3-Tahayyül kuvveti: Bu kuvvet sayesinde, eşyanın özü, his alanının dışına çıktıktan sonra, tasavvur edilebilmektedir.

4-Temayül kuvveti: Bu kuvvetin etkisiyle insanın yapısına uygun şeyler elde edilmek istenmekte, ters düşen şeylerden uzak durulmaktadır; rıza, öfke, isar, hoşnutsuzluk bu kuvvetin kapsamındadır.

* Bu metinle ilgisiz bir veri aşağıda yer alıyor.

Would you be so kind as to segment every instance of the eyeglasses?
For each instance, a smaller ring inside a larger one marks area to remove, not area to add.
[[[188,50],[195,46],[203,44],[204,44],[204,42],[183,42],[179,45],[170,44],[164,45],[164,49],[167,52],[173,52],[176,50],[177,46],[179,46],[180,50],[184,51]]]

5-Tefekkür kuvveti: Bu kuvvetle konuşma akıl, hikmet, görüş, tedbir, meslek, düşünce sahibi olma ve görüş alışverişinde bulunma meydana gelir. (8.dipnot/İnsandaki bu beş kuvvetin tamamı fikir, şehvet ve gazap kuvvetine dayanır. İbn Miskeveyh, Yunan düşüncesinden etkilenerek bu tasnifi yapmıştır. Nitekim tabip Ebubekir Razi de Yunan düşüncesinden etkilenen düşünürlerden birisidir. Rağıp'ın bu tasnife İslami bir renk katma arzusunda olduğunu düşünsek bile, bu, ruhani kuvvetleri, şehevi kuvvet kapsamına fail etmesini affettirmez. Gerçekte insan akıl, şehvet ve arzu anlamını içeren irade, kalp ve ruhtan ibarettir. Nitekim elimizdeki bu ez-Zeria kitabının içerdiği konular Rağıb'ın da bu tasnifte bize muvafakat ettiğine şehadet eder. Bkz: İbn Miskeveyh, Tehzibu'l-Ahlak, sf.19-29; el-Razi (ölümü hicri 250), ed-Tıbbu'r-Ruhani, sf.40; Tahkik Dr. Abdullatif el-Abd.) (45)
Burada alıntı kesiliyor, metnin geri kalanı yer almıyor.